Real and Barcelona are football’s Euro fat cats
LUCRATIVE individual broadcast deals have helped Spanish giants Real Madrid and Barcelona leave Premier League clubs trailing in the wealth stakes and cement their place as the two richest teams in the world.
Real last season became the first team in any sport to record revenue of more than €400m (£341m), despite a relatively unsuccessful season, while their domestic rivals Barca were the next biggest earners with €366m (£312m).
That was almost €40m more than English champions Manchester United, who slightly increased revenue to €327m (£279m) but still slipped one place to third in the annual football money league compiled by Deloitte’s sports business group.
United’s top-flight rivals Arsenal climbed back into the top five with €263m (£224m), while Chelsea, with €242m (£206m), and Liverpool, with €217m (£185m), stayed among the biggest earners in sixth and seventh respectively.
Barcelona’s treble success – they won the league, cup and Champions League – also provided a financial boost, but it was the huge jump in television income that separated them and Real from other elite clubs. Real’s broadcast revenue leapt from €136m (£116m) to €161m (£137m), while Barca’s shot up even more, from €116m (£99m) to €158m (135m), during the 2008-09 campaign.
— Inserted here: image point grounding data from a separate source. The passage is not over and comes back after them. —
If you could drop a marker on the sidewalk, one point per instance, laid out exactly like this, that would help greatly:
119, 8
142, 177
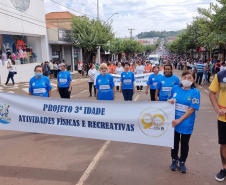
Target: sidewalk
23, 87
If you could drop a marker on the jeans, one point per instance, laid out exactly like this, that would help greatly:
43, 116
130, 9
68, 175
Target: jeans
64, 92
184, 140
91, 84
199, 78
10, 75
152, 94
127, 94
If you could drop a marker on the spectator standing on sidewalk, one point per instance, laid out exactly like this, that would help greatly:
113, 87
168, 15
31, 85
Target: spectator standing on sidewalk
200, 67
219, 84
51, 69
64, 82
11, 67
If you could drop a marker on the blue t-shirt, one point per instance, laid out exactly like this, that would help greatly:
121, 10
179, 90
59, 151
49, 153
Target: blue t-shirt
153, 80
40, 86
64, 79
104, 84
127, 80
165, 85
185, 100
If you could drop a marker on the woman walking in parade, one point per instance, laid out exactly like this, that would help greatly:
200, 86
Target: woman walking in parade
91, 74
39, 84
64, 82
127, 85
119, 71
105, 87
139, 70
152, 82
166, 84
187, 99
11, 67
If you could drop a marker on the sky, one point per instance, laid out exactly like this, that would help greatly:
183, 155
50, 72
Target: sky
141, 15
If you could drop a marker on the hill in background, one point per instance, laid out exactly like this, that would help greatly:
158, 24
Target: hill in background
161, 34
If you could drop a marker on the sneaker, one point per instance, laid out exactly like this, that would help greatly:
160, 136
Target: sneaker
182, 167
174, 165
221, 176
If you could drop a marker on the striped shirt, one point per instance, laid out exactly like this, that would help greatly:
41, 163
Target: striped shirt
200, 67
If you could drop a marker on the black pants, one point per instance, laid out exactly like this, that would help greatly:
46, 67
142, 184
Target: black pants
184, 140
64, 92
139, 88
10, 75
91, 84
152, 94
199, 78
127, 94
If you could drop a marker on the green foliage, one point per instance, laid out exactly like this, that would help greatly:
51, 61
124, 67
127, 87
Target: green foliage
206, 30
161, 34
89, 34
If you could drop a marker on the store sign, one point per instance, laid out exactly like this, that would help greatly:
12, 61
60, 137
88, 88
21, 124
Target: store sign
63, 34
21, 46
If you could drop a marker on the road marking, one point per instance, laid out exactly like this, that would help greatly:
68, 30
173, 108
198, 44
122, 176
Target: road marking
136, 97
93, 163
79, 93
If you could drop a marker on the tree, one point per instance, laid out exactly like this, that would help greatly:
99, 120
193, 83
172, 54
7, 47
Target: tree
89, 34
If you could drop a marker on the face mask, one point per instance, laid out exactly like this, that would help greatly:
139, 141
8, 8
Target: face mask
186, 83
38, 74
103, 73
Both clubs benefit hugely from being allowed to negotiate their own broadcast deals, unlike their counterparts in England, France and Germany.
“Real and Barcelona can generate money in a way that Man United can’t,” Deloitte partner Dan Jones, who edited the report, told City A.M. “Barca got €158m from broadcasting while Man United only got €117m – that is the whole gap between the two clubs and then some.”
While the Spanish system has helped its biggest teams get bigger, it may be at the expense of their smaller rivals, none of whom make the top 20. England’s strength in depth, meanwhile, is reflected by it boasting seven sides again this year – more than any other country – and four in the top 10.
The Premier League instead sells rights for the top flight as a whole, distributing the income among its 20 teams according to position in the table. Last season United were paid around £52m and bottom club West Brom £31m in a system a League spokesman called “the most equitable” of Europe’s biggest domestic divisions.
“The collective selling of broadcast rights is the cornerstone of the Premier League’s success,” he told City A.M. “The level of income we provide across all 20 of our clubs is unparalleled in any other European league and the clubs recognise the importance of strong competition rather than one or two super-clubs mopping up all the broadcast revenue in any given market.”
Italian clubs are set to adopt a collective bargaining agreement from next season, which Jones believes could threaten the top 10 status of Juventus, Inter Milan and AC Milan in the long-term. He added: “If Hamburg, Tottenham, Marseille or Lyon get a really good run in the Champions League and get new stadium projects underway, all of a sudden, they can start to catch up.”